JAKARTA - Kepala Ombudsman Perwakilan Jakarta Raya, Teguh Nugroho menilai pemerintah pusat dan Pemprov DKI Jakarta sama-sama gagap menghadapi kerumunan massa yang ditimbulkan oleh pimpinan FPI, Muhammad Rizieq Shihab.
Padahal, pencegahan terhadap berkumpulnya masa dalam sejumlah kegiatan, mulai dari penjemputan Rizieq hingga Maulid Nabi bisa diantisipasi jika pemerintah pusat berkoordinasi lebih baik dengan Pemprov DKI.
"Ombudsman menilai pemerintah pusat dan pemerintah daerah tergagap dalam mengantisipasi kepulangan Habib Rizieq Shibab ke Tanah Air, sehingga berpotensi menjadi sumber klaster-klaster baru dalam penyebaran COVID-19," kata Teguh kepada VOI, Senin, 16 November.
Pada sisi pemerintah pusat, Teguh menyayangkan sikap Menteri Koordinator Bidang Politik, Hukum, dan Keamanan (Menkopolhukam) Mahfud MD yang awalnya melakukan pendekatan konfrontasi karena fokus pada penggiringan isu bahwa Rizieq overstay di Arab Saudi.
Semestinya, kata dia, pemerintah bisa fokus pada upaya untuk meredam glorifikasi kepulangan yang bersangkutan, termasuk pendekatan konsiliatif.
"Pendekatan ini, mendorong simpatisan HRS (Rizieq) untuk unjuk gigi menunjukan bahwa HRS merupakan pimpinan dan panutan mereka.
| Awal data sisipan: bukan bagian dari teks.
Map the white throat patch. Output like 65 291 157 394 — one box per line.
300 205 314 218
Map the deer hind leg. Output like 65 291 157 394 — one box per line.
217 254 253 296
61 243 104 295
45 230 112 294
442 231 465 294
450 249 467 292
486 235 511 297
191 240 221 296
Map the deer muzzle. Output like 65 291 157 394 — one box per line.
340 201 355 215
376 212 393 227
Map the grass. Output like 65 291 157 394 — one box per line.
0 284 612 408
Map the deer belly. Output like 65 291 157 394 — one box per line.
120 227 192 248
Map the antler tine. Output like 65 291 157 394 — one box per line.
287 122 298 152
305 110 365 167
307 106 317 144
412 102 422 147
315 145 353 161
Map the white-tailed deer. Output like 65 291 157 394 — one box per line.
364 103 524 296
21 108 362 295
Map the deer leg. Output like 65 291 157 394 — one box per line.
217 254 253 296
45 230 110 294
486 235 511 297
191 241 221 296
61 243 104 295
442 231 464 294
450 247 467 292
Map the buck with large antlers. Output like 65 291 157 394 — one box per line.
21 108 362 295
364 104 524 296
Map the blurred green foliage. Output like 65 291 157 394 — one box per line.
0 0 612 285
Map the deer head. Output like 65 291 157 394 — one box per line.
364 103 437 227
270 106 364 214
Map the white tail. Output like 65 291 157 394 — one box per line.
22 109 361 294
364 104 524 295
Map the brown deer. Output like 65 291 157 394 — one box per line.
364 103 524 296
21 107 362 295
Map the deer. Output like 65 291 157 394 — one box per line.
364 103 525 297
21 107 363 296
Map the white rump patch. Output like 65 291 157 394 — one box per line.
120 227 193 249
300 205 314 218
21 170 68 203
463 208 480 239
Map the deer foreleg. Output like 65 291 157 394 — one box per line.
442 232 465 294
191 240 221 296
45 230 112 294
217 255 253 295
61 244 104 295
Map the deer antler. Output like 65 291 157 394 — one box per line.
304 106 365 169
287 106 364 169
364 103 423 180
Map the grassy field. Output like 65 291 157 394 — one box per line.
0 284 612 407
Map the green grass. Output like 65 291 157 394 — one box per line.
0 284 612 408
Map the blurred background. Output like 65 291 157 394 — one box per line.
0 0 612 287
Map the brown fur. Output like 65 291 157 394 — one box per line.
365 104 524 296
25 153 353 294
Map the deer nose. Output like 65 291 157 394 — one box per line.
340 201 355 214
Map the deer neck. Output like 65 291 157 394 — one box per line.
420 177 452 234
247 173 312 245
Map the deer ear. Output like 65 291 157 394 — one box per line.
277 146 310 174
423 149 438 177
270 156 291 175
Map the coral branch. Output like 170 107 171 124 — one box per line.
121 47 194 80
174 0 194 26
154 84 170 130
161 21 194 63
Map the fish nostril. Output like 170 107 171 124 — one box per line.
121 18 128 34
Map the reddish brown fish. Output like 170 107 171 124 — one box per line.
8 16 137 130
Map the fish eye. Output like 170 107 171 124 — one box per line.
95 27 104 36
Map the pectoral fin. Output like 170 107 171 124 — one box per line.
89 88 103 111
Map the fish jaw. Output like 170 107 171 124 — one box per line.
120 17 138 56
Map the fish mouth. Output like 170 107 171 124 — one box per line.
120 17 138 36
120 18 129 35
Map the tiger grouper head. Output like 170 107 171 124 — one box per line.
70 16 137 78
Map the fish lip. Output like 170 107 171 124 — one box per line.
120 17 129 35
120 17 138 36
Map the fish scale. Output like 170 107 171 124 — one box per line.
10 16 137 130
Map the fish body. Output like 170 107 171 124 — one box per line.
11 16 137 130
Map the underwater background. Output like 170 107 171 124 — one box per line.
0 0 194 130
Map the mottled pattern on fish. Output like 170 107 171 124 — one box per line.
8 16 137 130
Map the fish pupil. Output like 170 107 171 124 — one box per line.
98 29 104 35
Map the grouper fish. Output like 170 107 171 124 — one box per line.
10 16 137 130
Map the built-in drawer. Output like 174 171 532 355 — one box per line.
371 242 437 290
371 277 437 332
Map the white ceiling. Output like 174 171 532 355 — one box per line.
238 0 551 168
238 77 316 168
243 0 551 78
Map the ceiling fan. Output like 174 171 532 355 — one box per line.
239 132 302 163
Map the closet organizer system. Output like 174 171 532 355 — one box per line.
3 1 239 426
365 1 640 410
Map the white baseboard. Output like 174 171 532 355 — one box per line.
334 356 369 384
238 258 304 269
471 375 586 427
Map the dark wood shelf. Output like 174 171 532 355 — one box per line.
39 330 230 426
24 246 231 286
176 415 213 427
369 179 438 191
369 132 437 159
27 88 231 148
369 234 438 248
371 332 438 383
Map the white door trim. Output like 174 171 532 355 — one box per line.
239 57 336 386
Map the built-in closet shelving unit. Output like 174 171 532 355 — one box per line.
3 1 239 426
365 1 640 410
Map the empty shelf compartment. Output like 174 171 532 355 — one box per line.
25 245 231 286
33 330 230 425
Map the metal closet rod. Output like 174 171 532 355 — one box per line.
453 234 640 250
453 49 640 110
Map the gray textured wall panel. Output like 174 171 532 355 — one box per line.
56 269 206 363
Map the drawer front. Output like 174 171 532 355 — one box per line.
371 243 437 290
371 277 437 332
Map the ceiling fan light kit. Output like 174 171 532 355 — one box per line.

Dampaknya adalah terganggunya pelayanan publik di Bandara saat ketika simpatian HRS memenuhi jalan tol dan Bandara," ungkap Teguh.
BACA JUGA:
Lalu, kelemahan koordinasi itu juga tampak ketika BNPB memfasilitasi 20 ribu masker kepada massa pendukung Rizieq. Teguh menilai hal ini bukan merupakan upaya mengurangi potensi penyebaran COVID-19.
"Pemberian masker di saat mengetahui akan dipergunakan untuk pengumpulan masa dalam jumlah yang besar itu bukan mencegah, tapi namanya memfasilitasi," ucap dia.
Sementara, dari sisi Pemprov DKI, Teguh menyayangkan kedatangan Gubernur DKI Anies Baswedan ke kediaman Rizieq ketika harusnya Rizieq mengisolasi diri selama 14 hari.
"Tindakan para pejabat tersebut menjadikan himbauan yang disampaikan oleh Wali Kota Jakarta Pusat pada tanggal 12 November 2020 seperti tiupan angin karena kehadiran mereka tersebut," kata Teguh.
Lambatnya antisipasi tersebut berlanjut, ketika Wakil Gubernur DKI Ahmad Riza Patria justru menghadiri acara Maulid Nabi Jumat, 13 November di daerah Tebet.
"Kehadiran pejabat pada acara yang mengundang masa besar seperti sebuah persetujuan bahwa acara tersebut mungkin dilakukan selama menjalankan protokol kesehatan, padahal tidak akan ada yang mampu memastikan protokol kesehatan di kerumunan massa dengan jumlah sebanyak itu," kata Teguh
Teguh memahami bahwa Pemprov DKI telah berupaya menegakkan aturan dengan pemberina denda pelanggaran protokol kesehatan sebesar Rp50 juta.
Namun, sanksi itu lebih merupakan pemenuhan kewajiban admintrasi bahwa ada upaya pemenuhan prosedur yang dilakukan pemerintah untuk melakukan penenagakan. Namun hal ini dapat berdampak buruk pada persepsi masyarakat.
"Ada pesan yang disampaikan secara tidak langsung, bahwa masyarakat dipersilahkan untuk melakukan pengumpulan massa berapapun jumlahnya, sejauh mampu membayar denda sebanyak Rp50 juta," pungkasnya.